Top 17 Most Popular AI - Machine Learning Software Tools in 2020
Machine learning comes with an extensive collection of Machine learning tools & Software's.Machine Learning the algorithm is absolutely revolutionary. This post will enable you to learn about best machine learning software's. We have incorporated the most popular machine learning Software's in this topic.
1. Shogun:
Shogun is One of the most popular open-source Machine Learning software. The various algorithm supported by Shogun are Support Vector Machine, Dimensionality reduction, Linear Discriminant Analysis & Clustering Algorithms.
2. Oryx 2:
It is renowned for end to end model development pertaining to collaborative filtering, classification, regression & also for clustering operations.
Oryx 2 takes the help of Lambda Architecture for real-time & large scale Machine Learning software processing.
Oryx 2 has got 3 tiers
- The first tier is basically generic lambda tier that gives speed of a serving layer however, they are not related to Machine learning procedure.
- The second tier revolves around the need to provide Machine learning abstractions for selecting the hyper parameters.
- The role of third tier is to provide a platform for an end to end implementation.
3. H20.ai:
H2O's deep learning platform provides a scalable multi-layer Artificial Neutral Network(ANN). The best part about this ANN is that, it is made up of several components as well as parameters that can be altered depending on the types of data obtained. It also offers a rate annealing & adaptive learning rate to yield highly productive output.
Although the native H2O-3 is known for supporting only the standard feed-forward neutral network however, another version of H2O does support the Convolutional Neutral Networks as well as a Recurrent Neutral Networks.
4. Tensorflow:
It is considered as the standard name for Machine Learning software, when it comes to data science industry. It assist to build not only statistical Machine Learning software solution, but also deep learning by means of its extensive interface of CUDA GPUs.
In Tensorflow, a tensor is a multidimensional array which is the most basic data type of TensorFlow.
For beginners of Machine Learning software, TensorFlow is a must. It extends support & functions for various applications of Machine Learning .
5. Pytorch:
It has been developed by Facebook. It basically offers an advanced deep learning framework. It's key features are Deep Neutral Network & Tensors.
Pytorch plays an important role in developing rapid prototyping for research.
Uber's Probabilistic Programming Language is a classic example of Pytorch. It assists to design dynamic graph which in turn accelerates Machine Learning process.
6. Apache Mahout:
It is basically an Open Source Machine Learning software which concentrates on two aspects:
- Collaborative Filtering.
- Classification.
These implementations are associated with Apache Hadoop Platform.

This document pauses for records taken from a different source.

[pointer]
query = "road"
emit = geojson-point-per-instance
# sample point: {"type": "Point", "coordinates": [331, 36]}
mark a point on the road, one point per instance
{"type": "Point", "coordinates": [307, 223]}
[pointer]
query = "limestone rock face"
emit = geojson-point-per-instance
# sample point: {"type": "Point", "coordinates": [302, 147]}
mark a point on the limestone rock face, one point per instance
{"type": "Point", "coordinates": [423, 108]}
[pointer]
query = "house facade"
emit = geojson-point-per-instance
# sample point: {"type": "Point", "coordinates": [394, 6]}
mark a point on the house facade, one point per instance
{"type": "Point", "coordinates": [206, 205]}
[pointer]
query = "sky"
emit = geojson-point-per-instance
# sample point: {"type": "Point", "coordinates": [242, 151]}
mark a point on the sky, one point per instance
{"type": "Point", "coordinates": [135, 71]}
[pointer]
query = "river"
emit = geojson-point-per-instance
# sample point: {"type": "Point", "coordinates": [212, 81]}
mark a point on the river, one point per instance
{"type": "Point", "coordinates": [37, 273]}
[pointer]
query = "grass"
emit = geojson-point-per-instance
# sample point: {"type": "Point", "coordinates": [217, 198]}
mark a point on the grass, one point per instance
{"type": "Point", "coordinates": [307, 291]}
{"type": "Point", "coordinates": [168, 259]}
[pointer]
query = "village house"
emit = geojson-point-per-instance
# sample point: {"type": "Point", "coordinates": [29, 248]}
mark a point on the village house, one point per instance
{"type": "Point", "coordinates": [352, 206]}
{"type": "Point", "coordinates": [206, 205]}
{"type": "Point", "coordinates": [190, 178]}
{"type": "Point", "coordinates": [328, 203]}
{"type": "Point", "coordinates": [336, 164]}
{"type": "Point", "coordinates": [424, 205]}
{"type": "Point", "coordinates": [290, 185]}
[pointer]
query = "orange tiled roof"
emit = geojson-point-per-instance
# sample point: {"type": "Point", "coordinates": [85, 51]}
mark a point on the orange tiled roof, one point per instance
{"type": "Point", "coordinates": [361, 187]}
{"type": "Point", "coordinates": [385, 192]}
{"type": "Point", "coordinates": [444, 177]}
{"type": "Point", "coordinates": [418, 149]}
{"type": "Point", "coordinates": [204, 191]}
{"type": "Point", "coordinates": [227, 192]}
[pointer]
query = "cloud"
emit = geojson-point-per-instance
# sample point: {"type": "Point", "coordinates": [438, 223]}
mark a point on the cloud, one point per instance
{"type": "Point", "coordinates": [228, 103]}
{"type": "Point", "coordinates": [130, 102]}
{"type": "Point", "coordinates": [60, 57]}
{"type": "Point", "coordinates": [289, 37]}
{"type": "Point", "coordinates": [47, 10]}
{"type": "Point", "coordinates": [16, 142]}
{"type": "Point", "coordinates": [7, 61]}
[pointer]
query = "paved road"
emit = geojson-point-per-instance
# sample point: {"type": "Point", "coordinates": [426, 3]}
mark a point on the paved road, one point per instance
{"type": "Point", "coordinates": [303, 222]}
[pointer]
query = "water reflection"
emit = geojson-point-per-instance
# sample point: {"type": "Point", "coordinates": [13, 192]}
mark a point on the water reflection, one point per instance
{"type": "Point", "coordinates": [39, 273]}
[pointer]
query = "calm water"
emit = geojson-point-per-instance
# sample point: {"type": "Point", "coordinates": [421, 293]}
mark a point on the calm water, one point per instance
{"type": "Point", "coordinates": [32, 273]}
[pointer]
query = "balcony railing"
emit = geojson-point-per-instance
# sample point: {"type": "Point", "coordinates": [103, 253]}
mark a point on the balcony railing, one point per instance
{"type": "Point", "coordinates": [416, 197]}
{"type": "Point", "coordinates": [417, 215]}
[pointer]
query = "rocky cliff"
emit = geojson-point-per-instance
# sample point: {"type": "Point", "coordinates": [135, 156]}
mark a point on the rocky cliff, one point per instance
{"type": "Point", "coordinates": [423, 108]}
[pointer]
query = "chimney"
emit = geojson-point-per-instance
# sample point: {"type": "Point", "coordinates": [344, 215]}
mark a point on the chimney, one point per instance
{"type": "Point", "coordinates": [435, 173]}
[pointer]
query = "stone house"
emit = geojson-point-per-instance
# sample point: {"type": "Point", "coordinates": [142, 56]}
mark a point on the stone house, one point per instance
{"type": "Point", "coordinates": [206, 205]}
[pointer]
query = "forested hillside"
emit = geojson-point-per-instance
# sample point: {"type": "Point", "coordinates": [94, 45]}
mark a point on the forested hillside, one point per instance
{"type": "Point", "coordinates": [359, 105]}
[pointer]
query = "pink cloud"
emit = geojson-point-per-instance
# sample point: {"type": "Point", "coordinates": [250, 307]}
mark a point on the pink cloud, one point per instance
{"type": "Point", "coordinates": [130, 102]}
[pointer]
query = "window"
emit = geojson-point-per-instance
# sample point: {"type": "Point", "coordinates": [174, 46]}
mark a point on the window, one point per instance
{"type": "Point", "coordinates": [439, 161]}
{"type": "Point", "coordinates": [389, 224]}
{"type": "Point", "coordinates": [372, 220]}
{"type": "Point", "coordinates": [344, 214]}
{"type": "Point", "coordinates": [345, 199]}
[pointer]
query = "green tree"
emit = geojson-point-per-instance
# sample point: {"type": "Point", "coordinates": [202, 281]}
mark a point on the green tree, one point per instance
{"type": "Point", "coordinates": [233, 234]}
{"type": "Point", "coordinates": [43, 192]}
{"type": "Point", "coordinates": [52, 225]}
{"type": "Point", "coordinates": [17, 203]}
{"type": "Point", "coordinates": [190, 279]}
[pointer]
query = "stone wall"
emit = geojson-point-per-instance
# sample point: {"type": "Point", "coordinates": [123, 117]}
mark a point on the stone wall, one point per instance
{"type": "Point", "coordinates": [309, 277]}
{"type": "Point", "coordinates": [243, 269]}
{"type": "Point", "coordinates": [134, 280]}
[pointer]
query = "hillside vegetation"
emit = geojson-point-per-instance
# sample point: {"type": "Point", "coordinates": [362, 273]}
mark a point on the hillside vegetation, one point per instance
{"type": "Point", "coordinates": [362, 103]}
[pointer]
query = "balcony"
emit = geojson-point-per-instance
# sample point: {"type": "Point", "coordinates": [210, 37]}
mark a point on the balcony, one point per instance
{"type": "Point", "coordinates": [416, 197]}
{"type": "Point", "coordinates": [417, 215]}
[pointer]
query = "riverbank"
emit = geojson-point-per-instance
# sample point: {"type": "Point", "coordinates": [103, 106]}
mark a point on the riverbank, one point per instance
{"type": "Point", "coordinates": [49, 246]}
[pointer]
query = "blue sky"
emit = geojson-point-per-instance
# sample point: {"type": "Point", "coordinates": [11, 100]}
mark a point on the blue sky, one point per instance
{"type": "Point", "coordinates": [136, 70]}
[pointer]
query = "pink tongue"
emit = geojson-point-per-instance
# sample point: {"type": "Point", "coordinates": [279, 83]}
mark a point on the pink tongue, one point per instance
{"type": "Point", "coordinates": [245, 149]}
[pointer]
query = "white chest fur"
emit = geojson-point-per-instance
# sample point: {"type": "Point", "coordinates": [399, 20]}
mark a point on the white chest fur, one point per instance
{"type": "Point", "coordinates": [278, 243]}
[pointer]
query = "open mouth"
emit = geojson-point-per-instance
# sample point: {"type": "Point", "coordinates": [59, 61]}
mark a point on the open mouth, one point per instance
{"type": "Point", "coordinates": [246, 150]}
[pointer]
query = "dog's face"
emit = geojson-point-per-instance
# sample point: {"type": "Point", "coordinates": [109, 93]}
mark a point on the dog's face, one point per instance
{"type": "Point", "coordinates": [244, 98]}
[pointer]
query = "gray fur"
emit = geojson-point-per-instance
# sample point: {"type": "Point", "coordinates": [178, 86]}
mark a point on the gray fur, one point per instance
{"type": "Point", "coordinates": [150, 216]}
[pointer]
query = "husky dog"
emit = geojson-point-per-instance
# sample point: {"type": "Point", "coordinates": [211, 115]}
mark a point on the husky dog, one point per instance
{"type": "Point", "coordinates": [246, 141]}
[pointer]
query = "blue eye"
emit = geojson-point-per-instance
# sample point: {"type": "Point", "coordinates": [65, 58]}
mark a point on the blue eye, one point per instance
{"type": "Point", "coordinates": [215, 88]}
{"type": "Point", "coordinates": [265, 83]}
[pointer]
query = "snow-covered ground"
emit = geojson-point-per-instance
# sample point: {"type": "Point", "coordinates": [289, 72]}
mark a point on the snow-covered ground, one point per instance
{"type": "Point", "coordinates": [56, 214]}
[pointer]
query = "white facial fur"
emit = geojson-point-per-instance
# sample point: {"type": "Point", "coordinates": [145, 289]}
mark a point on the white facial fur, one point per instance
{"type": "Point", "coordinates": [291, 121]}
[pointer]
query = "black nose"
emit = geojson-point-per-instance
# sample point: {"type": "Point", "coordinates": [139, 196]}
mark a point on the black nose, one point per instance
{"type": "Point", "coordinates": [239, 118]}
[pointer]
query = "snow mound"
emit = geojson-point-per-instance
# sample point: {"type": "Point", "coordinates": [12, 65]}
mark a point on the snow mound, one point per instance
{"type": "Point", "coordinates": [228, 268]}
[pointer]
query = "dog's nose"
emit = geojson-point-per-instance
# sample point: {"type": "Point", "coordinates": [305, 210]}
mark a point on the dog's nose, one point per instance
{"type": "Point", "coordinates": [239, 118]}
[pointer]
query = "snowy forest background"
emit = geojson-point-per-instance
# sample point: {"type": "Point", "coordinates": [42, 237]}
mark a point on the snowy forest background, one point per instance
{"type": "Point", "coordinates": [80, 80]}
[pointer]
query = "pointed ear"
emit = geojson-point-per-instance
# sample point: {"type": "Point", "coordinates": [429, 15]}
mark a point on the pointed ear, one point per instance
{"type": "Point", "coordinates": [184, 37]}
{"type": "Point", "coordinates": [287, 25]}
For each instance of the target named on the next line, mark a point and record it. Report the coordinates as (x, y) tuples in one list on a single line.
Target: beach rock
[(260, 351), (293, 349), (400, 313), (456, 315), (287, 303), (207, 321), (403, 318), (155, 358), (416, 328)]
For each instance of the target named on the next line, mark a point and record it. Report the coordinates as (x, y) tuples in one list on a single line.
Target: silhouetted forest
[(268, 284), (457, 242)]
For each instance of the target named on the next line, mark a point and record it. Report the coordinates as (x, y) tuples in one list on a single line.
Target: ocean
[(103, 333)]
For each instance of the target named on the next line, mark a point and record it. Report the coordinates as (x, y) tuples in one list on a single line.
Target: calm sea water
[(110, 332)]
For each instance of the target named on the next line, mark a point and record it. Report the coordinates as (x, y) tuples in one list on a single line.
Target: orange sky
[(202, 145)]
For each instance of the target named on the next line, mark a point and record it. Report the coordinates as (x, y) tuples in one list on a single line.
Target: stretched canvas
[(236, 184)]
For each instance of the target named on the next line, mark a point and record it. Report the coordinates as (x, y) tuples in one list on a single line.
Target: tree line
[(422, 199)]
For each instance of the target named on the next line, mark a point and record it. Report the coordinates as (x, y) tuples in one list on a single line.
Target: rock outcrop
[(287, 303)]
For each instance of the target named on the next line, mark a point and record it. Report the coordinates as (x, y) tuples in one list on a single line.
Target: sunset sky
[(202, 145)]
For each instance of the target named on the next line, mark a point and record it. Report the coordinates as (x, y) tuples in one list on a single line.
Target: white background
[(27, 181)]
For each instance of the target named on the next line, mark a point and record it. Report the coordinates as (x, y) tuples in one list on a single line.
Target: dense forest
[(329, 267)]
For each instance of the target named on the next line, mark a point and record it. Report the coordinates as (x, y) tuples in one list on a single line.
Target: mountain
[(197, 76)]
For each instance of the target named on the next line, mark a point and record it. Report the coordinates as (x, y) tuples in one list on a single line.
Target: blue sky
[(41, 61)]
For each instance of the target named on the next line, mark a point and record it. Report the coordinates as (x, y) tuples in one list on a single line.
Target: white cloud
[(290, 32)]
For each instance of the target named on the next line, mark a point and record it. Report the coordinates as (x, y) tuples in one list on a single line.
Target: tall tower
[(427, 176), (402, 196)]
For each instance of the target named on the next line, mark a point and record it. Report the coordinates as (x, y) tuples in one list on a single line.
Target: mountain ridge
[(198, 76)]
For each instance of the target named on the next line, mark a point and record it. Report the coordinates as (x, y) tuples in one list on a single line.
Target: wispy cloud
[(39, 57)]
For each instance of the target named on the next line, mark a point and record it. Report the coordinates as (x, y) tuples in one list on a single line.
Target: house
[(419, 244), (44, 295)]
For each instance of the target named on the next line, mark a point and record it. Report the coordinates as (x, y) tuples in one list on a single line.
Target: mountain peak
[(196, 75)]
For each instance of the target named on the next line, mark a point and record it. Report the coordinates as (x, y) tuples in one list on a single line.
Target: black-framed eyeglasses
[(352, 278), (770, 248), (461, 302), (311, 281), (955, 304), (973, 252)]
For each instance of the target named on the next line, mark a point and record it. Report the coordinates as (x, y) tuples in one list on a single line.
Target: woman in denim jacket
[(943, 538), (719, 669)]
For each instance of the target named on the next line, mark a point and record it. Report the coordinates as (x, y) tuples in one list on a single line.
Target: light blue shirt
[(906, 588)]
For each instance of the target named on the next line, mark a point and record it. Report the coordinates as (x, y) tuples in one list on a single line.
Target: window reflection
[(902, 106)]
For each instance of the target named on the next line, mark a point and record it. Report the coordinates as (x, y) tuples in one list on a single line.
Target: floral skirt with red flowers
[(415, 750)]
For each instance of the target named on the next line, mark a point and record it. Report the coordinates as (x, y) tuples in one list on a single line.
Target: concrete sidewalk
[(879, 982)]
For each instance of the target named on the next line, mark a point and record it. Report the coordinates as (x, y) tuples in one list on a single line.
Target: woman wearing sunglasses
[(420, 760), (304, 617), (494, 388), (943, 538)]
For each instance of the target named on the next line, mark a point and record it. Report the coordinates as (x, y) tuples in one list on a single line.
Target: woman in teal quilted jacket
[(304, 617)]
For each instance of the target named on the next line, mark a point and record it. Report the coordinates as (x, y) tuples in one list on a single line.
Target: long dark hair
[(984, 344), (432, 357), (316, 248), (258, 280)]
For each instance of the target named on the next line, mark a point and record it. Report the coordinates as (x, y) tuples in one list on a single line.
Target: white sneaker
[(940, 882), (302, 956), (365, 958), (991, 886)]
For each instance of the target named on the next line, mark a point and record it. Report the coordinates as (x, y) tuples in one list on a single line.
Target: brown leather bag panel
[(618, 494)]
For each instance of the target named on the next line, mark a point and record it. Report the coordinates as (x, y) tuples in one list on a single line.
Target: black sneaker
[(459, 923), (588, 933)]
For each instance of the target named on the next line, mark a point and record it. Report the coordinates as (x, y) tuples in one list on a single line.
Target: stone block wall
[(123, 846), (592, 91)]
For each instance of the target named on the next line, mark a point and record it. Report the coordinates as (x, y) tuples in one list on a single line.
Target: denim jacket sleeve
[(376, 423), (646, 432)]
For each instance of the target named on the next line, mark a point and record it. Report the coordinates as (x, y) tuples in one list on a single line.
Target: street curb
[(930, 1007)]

It's major features are stated below:
- Provides expressive Scale DSL & Distributed Linear Framework for the purpose of deep learning of computations.
- Extends native solvers for CPUs, GPUs & CUDA accelerators.
7. Weka:
It stands for Waikato Environment for Knowledge Analysis.
It consists of several Machine Learning software algorithms which are ready for use.These algorithms comes handy for data mining.
With minimal programming lines, such an open-source GUI interface can be used for the implementation of a Machine Learning software algorithm.
For a new entrant / fresher this software is highly recommended.
8. Keras:
Its greatest advantage revolves around the fact that, it is capable of running seamlessly on CPU & GPU.
It is basically an open-source neutral network library that extends support for python. It is known for its speed, ease while using & also for its modularity. One can use it for not only it's fast experimentation, but also for rapid prototyping.
One of the significant element of Keras is that it extend assistance for the implementation of Convolutional as well as Recurrent Neural Networks & both.
It is user friendly and enables users to readily implement neutral networks without thinking too much about the technical jargons.
9. Apache Spark MLLib:
It is a powerful data streaming platform having the following merits:
1. It extends a lot of Advanced Machine Learning features via MLlib.
2. It facilities a scalable Machine Learning platform by utilizing its APIs that enables the user to implement Machine Learning on real-time data.
Some of the algorithm supported by MLlib are classification, Logistic Decision Trees, Topic Modelling & Naive Bayes etc.
10. KNIME:
It's full form is Konstanz Information Miner. It is basically an integration platform as well as data analytics. KNIME helps to carry out various components of Machine Learning & data mining. It keeps on adding new development features.
One of the greatest advantages of KNIME is that it supports the user to comprehend the data & also in creating data science workflows, by utilizing components that are reusable in nature & easily available to all.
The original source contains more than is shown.